For scanned documents, text recognition (OCR) is usually performed so that the content is available via the free text query. For non-scanned documents, a PDF file is (almost) always created for viewing the content in order to read out the text contained therein for the free text query, i.e. no text recognition is used. This is also the case if directly searchable PDF files are available. The ArchivistaBox uses the 'pdftotext' tool for this. The text is usually formatted as closely as possible to the representation in the PDF file. In cases where the content cannot be found in the PDF file according to the visual reading flow when publishing, it may be necessary to extract the text using other (additional) options. These can be specified in this field. The following pdftotext options are available:
The value
-f <int> : first page to convert
-l <int> : last page to convert
-r <fp> : resolution, in DPI (default is 72)

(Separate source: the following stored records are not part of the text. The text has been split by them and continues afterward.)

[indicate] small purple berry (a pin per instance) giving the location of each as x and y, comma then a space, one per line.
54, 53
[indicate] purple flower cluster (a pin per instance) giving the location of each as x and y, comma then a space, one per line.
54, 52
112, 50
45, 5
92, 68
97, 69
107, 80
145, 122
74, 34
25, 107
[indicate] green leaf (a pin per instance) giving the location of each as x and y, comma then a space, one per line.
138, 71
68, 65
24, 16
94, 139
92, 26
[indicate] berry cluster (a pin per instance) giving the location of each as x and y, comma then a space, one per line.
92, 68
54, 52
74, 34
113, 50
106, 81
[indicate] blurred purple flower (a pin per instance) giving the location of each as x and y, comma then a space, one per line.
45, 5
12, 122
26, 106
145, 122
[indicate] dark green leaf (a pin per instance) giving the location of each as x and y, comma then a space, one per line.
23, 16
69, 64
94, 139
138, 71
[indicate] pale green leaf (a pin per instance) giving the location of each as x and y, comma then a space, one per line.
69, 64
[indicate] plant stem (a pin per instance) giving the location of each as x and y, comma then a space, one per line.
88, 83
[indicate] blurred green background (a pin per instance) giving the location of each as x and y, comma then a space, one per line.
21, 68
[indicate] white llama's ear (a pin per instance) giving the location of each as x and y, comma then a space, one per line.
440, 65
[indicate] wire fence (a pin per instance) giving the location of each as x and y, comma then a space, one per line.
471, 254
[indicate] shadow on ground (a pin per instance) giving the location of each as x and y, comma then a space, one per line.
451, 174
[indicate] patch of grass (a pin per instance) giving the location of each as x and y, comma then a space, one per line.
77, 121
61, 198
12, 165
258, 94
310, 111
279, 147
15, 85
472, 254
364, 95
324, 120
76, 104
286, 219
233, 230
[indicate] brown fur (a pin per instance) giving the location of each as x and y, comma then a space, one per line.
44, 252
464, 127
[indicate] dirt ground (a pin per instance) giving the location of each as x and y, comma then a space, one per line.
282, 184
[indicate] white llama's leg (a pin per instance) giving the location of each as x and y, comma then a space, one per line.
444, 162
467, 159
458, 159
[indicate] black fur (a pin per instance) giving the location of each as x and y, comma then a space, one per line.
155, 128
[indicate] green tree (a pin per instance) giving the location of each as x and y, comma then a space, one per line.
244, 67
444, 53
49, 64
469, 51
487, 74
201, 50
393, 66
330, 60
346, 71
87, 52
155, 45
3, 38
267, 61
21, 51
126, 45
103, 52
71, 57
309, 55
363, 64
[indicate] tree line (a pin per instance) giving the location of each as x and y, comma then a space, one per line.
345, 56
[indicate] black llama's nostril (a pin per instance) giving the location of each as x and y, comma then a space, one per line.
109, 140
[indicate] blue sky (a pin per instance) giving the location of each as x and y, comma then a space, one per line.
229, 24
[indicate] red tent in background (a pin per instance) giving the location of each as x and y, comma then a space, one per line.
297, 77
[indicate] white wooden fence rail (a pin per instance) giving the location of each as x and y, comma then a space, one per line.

-x <int> : x-coordinate of the crop area top left corner
-y <int> : y-coordinate of the crop area top left corner
-W <int> : width of crop area in pixels (default is 0)
-H <int> : height of crop area in pixels (default is 0)
-layout : maintain original physical layout
-fixed <fp> : assume fixed-pitch (or tabular) text
-raw : keep strings in content stream order
-nodiag : discard diagonal text
-htmlmeta : generate a simple HTML file, including the meta information
-tsv : generate a simple TSV file, including the meta information for bounding boxes
-enc <string> : output text encoding name
-listenc : list available encodings
-eol <string> : output end-of-line convention (unix, dos, or mac)
-nopgbrk : don't insert page breaks between pages
-bbox : output bounding box for each word and page size to html. Sets -htmlmeta
-bbox-layout : like -bbox but with extra layout bounding box data. Sets -htmlmeta
-cropbox : use the crop box rather than media box
-colspacing <fp> : how much spacing we allow after a word before considering adjacent text to be a
new column, as a fraction of the font size (default is 0.7, old releases had a 0.3 default)
-opw <string> : owner password (for encrypted files)
-upw <string> : user password (for encrypted files)
-raw
is particularly worth mentioning here. This can be used, for example, to prepare column-based PDF files so that the text flows along the columns.